The Second Reading speech contained no apology or expression of regret to victims who were previously entitled to claims, had submitted them, had found them inordinately delayed, but are now to have those claims rejected summarily or limited in effect. Some might see this an oversight.

Given the relatively recent emergence of adult victims prepared to discuss or reveal childhood abuse, often only decades after the event, it may be assumed a significant number of old claims to be dismissed will be those related to child abuse victims who have been relatively slow in coming forward. Proportionally few under-28-year-olds are likely to be involved, if any, given that it is only recently that some decades of institutional abuse have emerged, involving hundreds of cases. The relative recency of awareness and disclosure of child abuse cases is one cause cited for the fact that substantiated cases of child abuse notifications doubled throughout Australia in the years between 2001 and 2009, while raw notification figures tripled.

No details appear to be available as to how "up front" payments are to be effectively processed in an area of administration which has a track record of allowing a backlog longer than 4 years to develop and remain.

A complaint has been made to the UN Human Rights Commission by various women's groups against the abolition of the NSW Victims Compensation Scheme

=====Tribunal Procedures=====
Procedures for the new Victims Scheme are very similar to the old scheme.
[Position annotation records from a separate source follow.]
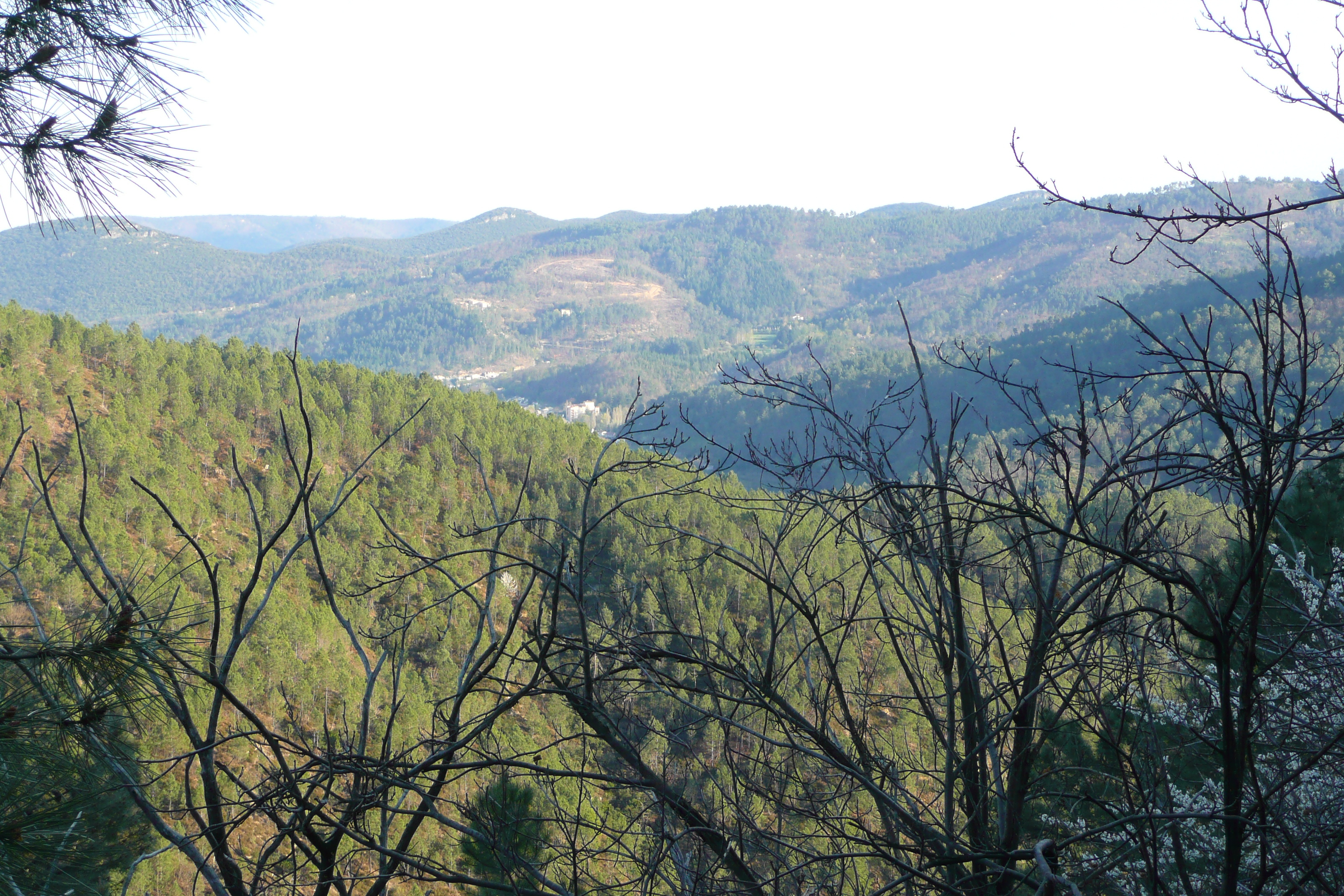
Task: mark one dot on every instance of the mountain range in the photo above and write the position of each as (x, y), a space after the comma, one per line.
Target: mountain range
(586, 308)
(272, 233)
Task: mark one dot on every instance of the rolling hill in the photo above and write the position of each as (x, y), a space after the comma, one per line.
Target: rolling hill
(584, 308)
(272, 233)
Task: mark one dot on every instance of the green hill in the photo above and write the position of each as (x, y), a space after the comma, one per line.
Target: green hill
(576, 309)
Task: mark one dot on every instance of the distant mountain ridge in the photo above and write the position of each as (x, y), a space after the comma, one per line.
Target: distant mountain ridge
(586, 308)
(273, 233)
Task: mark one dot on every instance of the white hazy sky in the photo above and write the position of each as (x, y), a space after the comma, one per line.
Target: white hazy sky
(445, 109)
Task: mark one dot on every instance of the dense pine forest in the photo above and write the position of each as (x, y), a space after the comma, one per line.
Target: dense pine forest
(572, 311)
(920, 552)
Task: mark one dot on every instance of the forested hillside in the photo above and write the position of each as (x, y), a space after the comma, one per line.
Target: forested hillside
(581, 309)
(271, 233)
(299, 626)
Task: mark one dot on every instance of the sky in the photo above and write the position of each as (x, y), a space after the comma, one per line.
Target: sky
(447, 109)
1. nominated defendants (unconvicted alleged perpetrators) will continue not to be informed that an application has been made for compensation on the basis of their conduct;
2. nominated defendants will therefore not be permitted to provide evidence to the compensation assessors, including both documentary and oral to show that an award should not be made;
3. applicants (alleged victims) will continue not to be required to be cross-examined in relation to their allegations?

These procedures are contrary to the rules of natural justice or procedural fairness which require that nominated defendants be notified of any hearing in which their name is mentioned and that they be given an opportunity to present evidence as to why an award should not be made.[Kioa v West [1985] HCA 81 at 576 and 582 (per Mason J); Haoucher v Minister of State for Immigration and Ethnic Affairs [1990] HCA 22, 169 CLR 648 at 653 (per Deane J);Re Minister for Immigration and Multicultural Affairs; Ex parte Miah [2001] HCA 22; Annetts v McCann (1990) HCA 57 at 598 (per Mason CJ, Deanne and McHuge JJ); Ainsworth v The Criminal Justice Commission (1992) HCA 10 at 571–572 and 574–576 (per Mason CJ, Dawson, Toohey and Gaudron JJ.] This recognises the reputational interest of a person who is at risk of a finding by the Tribunal that they have committed an act of violence. Dr Ian Freckleton SC opined:

"Just as a person's reputation can be adversely affected by findings of fact in a coroner's court, so too can they be by a finding on the balance of probabilities in a crimes compensation forum that a criminal offense has been committed."
— Dr Ian Freckleton SC

The International Covenant on Civil and Political Rights (ICCPR) to which Australia is a signatory also requires governments to honour the following policies:
a) All persons shall be equal before the courts and tribunals: Article 14
b) Everyone shall have the right to recognition everywhere as a person before the law: Article 16
c) There is Right to Privacy, family, home, correspondence, honour and reputation: Article 17
d) All persons are equal before the law and are entitled without any discrimination to the equal protection of the law: Article 26

1. No mechanism will be provided by the Liberal government to allow unconvicted persons to challenge compensation findings over the last 24 years in which their name was submitted as a perpetrator, but which, like the late John Marsden were never notified of the compensation hearing and therefore denied of any opportunity to present evidence as to why the award should not have been made.

Given the extensive review that has taken place in relation to Victims Compensation and the inconsistent result in the Marsden case reviewed above, some may consider the lack of detail in relation to the procedures to be followed by the new scheme as a major oversight.